見た目もふるまいも脳の状態も、あなたと寸分違わない存在を考えます。ただし内側では、何も感じていません。
痛いと言い、顔をしかめ、手を引っ込めます。ですが痛みそのものは起きていない。
まずは選んでみてください。
まず、選んでみる
見た目もふるまいも脳の状態もあなたと寸分違わないのに、内側では何も感じていない存在を考えます。痛いと言い、顔をしかめ、手を引っ込めますが、痛みそのものは起きていません。
そんな存在は、ありえますか。
正解はありません。選ぶと、その答えがどの前提に乗っているかが出ます。
この問いを作った人
1974年にイギリスの哲学者ロバート・カークが出し、オーストラリアの哲学者デイヴィッド・チャーマーズが1996年に広めました。
議論の形はこうです。そういう存在を、矛盾なく想像できる。 想像できるなら、論理的には可能だ。論理的に可能なら、感じることは物理的な仕組みだけからは出てこない。だから、脳の働きを全部説明しても、感じることの説明にはならない。
チャーマーズはこれを意識のハードプロブレムと呼びました。脳がどう情報を処理するかは、難しくても解ける問題です。ですが、なぜそこに感じが伴うのかは、別の種類の問いだと。
4つの答えは、それぞれ別の哲学に立っている
ふるまいで決める。同じ働きをしているなら、それが感じているということだ。想像できることは、可能であることを意味しないという反論でもあります。丸い四角も文章としては書けますが、可能ではありません。
内側があるかで決める。ふるまうことと感じることは、別のことだ。チャーマーズの立場です。痛みの本質は「痛い」という感じであって、手を引っ込めることではない。
生きものかで決める。同じ体と同じ脳を持つなら、同じことが起きている。物理主義の答えで、多くの脳科学者が実際に取っている立場です。ゾンビが想像できるのは、私たちが脳を十分に理解していないからにすぎない、と。
分からないとする。感じているかどうかを外から測る方法が無い。この立場からすると、あなたの周りは全員ゾンビかもしれません。 確かめる方法が無いのだから。
想像できることは、何の証拠になるのか
この議論の弱点は、そこに集中しています。
「想像できる」と「ありえる」の距離が、はっきりしていません。かつて人々は、水が H2O でないことを想像できました。ですが実際には、水は H2O 以外ではありえません。想像力の限界は、世界の限界ではありません。
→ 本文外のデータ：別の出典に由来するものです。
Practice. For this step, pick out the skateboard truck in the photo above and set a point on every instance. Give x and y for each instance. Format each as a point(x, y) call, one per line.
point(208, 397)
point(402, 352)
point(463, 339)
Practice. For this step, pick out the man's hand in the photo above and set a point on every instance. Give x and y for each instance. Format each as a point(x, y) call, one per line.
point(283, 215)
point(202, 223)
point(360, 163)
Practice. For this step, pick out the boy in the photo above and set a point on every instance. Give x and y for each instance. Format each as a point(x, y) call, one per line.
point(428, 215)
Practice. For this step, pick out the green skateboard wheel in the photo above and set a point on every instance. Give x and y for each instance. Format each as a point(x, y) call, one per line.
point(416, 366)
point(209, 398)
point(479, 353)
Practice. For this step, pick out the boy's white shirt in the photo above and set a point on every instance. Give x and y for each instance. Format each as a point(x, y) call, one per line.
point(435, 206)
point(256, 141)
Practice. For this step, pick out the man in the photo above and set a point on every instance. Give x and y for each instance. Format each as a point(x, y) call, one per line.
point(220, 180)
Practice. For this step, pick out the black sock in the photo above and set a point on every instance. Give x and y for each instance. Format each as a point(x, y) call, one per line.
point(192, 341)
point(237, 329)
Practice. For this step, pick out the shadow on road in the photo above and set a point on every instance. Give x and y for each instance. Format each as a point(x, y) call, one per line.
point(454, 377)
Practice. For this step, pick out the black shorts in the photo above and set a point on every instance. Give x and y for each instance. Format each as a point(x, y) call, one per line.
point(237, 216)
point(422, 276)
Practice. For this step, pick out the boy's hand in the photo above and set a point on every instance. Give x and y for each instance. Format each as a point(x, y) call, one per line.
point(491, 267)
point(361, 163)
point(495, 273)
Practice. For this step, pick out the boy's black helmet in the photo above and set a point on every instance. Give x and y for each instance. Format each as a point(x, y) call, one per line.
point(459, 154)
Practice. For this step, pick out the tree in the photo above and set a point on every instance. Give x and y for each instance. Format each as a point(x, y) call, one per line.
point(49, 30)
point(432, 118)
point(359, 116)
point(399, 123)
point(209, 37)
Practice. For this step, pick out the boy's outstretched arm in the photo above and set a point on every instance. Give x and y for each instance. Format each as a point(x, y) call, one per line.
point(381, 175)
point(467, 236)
チャーマーズもこれは承知していて、単なる想像ではなく厳密な意味での可能性だと主張します。ですがその厳密さをどう確かめるかが、また問題になります。
議論が30年決着しないのは、想像という道具の精度が測れないからです。
いま、この問いが出てくる場所
AIが「つらい」と言ったとき、それが訴えなのか出力なのかを、私たちは判定できません。哲学的ゾンビの問題が、実物として目の前に来ています。
そしてこの判定は、倫理に直結します。感じているなら配慮が要り、感じていないなら要らない。測る方法が無いまま、扱いだけを決めなければならない。
チャーマーズの問いは、思考実験として立てられて、いま実務の壁になっています。